The government is likely to request the Supreme Court to club together all the Goods and Services Tax (GST) online gaming cases that are currently under litigation on the grounds of a single principle, a senior Finance Ministry official said.
“The online gaming cases are pending in the Supreme Court on the taxability issue. The final decision on it will be taken by the Supreme Court and one cannot have multiple interpretations of the same law. So the request is to tag all the cases together,” the official told Moneycontrol.
If the Supreme Court agrees, it will pass an order saying that since the cases are pending before it, all the matters can be tagged instead of multiple orders being passed. “The request is to club these into a single litigation on the principle of it. Some of the earlier major decisions of the Supreme Court are in the name of a company but the list of tagged cases go up to 40-100,” he said. The transfer can only be initiated at the discretion of the Supreme Court.
Clubbing of all the GST online gaming company cases will save the Central Board of Indirect Taxes and Customs (CBIC) resources and time.

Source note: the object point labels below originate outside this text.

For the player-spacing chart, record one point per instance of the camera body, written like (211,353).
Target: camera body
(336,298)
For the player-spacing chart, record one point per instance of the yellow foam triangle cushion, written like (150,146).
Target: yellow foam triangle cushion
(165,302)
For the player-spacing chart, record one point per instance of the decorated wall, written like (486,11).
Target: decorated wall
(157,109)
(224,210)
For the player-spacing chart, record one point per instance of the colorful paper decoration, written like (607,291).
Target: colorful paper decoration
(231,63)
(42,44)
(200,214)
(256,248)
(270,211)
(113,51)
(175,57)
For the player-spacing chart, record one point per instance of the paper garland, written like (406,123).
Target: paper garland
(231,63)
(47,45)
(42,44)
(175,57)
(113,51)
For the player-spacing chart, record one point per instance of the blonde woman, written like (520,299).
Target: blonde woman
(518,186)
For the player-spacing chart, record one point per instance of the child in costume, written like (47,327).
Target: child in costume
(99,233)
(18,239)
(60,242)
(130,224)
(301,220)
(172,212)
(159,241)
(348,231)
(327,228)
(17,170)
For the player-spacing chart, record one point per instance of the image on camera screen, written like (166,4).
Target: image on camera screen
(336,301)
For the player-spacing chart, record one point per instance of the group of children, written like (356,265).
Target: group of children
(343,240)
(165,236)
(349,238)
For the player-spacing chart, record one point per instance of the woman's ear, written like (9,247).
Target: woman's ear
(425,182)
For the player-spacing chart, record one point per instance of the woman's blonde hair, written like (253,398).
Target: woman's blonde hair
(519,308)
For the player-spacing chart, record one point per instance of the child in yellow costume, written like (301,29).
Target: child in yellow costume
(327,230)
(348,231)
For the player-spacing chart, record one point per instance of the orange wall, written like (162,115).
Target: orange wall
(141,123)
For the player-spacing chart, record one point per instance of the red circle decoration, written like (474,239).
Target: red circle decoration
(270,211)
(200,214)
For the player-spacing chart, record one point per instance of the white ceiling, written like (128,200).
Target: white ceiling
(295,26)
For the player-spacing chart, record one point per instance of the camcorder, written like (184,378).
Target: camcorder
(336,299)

The request to transfer comes when the Supreme is about to take up the case of Gameskraft, a Bengaluru-based gaming company that was first issued a notice in 2022, to pay Rs 21,000 crore in GST arrears from 2017 to June 30, 2022. The company disputed the order. While the Karnataka High Court quashed the notice, the SC stayed the HC order quashing the notice. The case is expected to be heard by the SC in the coming weeks.
The GST Council approved 28 percent GST on all online games from October 1, 2023. It also interpreted that between 2017 and Oct 1, 2023 all online games involving bets, irrespective of skill or chance, needed to pay a GST rate of 28 percent on the full value of the bets placed, as it fell under the category of gambling. As a result of this, the online gaming companies have been issued GST notices valued at Rs one lakh crore so far this year.
Several online gaming firms have been engaged in a tussle with the government over this. While the companies have taken a stand that 28 percent tax is applicable only from October 1 of 2023, the government has interpreted that it will apply to the period prior to October 1 as well. According to the government, the October 1 onwards revision only provided clarity to a law that was already in force.
Currently, the Bombay HC, the Goa bench of Bombay HC, and the Sikkim HC are hearing cases pertaining to GST notices to online gaming companies and casinos. Popular online gaming company, Dream 11’s parent company filed a writ petition against the tax demand, following which several other companies including major players such as Games 24×7 and Head Digital Works, have moved petitions.
In October, gaming major Delta Corp, said in an exchange filing that the Bombay High Court in Goa has examined the writ petitions submitted by both the company and its subsidiaries regarding the show cause notices issued by tax authorities and issued an order, prohibiting the authorities from making definitive decisions without prior court approval. Similarly, the Sikkim High Court has stayed a GST demand notice of Rs 628 crore against Delta Corp.